В местностях, где мы бывали до сих пор, мы понимали язык русских лопарей лучше, чем говор лопарей Инари. О языке лопарей Турья я не могу сказать ничего опреде­ленного, поскольку мы не смогли побывать у них. Эта группа лопарей проживает восточнее и юго-восточнее Кан­далакши, озера Имандра и Колы, на том большом полу­острове, который находится между Белым морем и Ледо­витым океаном. Их насчитывается около пятисот-шести­сот человек, которые разделяются на три общины: 1. Йоконск — на севере, около Святого Носа, а от него к югу — Лумбовск и Сосновск. 2. К западу от Святого Носа, до самой Колы, в разных местах живут семиостровские лопари, которые, по сведениям, добытым в Коле, об­разуют следующие группы: куроптевские, каменские, соб­ственно семиостровские, лявозерские, вороненские и кильдинские. 3. К западу от Колы лопари живут в Муотка, Петсамо, Паатсйоки, а также в Нуортияури и Сюнгел, а к югу — в Мааселькя, Йокостровске и Бабинске, или Аккала.
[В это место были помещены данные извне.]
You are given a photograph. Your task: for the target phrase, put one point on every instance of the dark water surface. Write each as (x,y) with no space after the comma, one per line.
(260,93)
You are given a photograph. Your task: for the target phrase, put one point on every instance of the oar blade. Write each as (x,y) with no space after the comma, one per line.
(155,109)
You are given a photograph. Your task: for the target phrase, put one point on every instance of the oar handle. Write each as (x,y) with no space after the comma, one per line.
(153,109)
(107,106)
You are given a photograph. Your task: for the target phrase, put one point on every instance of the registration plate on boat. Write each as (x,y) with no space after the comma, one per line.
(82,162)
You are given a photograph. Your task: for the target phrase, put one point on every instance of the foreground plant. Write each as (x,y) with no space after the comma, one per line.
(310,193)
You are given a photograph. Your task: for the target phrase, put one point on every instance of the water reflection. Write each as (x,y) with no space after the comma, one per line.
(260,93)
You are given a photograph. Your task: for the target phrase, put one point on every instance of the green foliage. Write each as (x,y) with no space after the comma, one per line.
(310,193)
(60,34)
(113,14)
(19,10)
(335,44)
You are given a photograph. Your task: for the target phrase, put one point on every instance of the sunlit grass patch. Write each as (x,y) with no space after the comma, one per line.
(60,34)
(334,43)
В большинстве таких общин, или сельских сообществ, насчитывается примерно до ста и более лопарей, но быва­ет и меньше, всего по сорок-пятьдесят человек. В целом численность лопарей России достигает тысячи семисот, из них лишь очень немногие, переселенцы из Финляндии и Норвегии, ведут кочевой образ жизни. Остальные зимой живут в основном на одном месте в погостах, по десять и более семейств в каждом, в срубных избах с деревянны­ми полами, лавками и несколькими маленькими застек­ленными окнами. В Мааселькя они жили в настоящих рус­ских избах с русской печью, дымоходом и припечным столбом, от которого шли к стенам широкие воронцы. Но встречались и карельские курные избы. В Кильдине, наря­ду с рублеными избами, мы видели жилища, обложенные дерном, по форме напоминающие так называемые коты, с очагом посередине, над которым в потолке имеется от­верстие в два локтя длиной и в пол-локтя шириной. С наступлением лета лопари оставляют зимние погосты и перебираются на обычные места летних стоянок — кто на морское побережье, кто к берегам больших рек и озер. У многих из них есть излюбленные места для осенней лов­ли рыбы, где они остаются вплоть до рождества, а затем возвращаются в зимние погосты. Выходит, лопарь-рыбак, словно древний персидский царь, проводит каждое время года на новом месте.

Кроме лопарей, живущих на большом полуострове, окруженном Кандалакшским заливом, Белым морем и Ледовитым океаном, на берегах Кандалакшского зали­ва и Белого моря расположено много русских деревень. Начиная от Кандалакши, это: Порья Губа, Умба, Куусрека, Оленица, Сальница, Каскаранца, Варзуга, Куусома, Чаванга, Тетрино, Чапома, Пялица и, наконец, Поной. От Кандалакши до Порья Губы насчитывается девяносто верст, от Поной до Пялицы, по слухам, — сто восемьдесят верст, остальные деревни находятся в основном в двадца­ти-тридцати верстах друг от друга, в целом расстояние от Кандалакши до Поной по берегу — примерно пятьсот верст.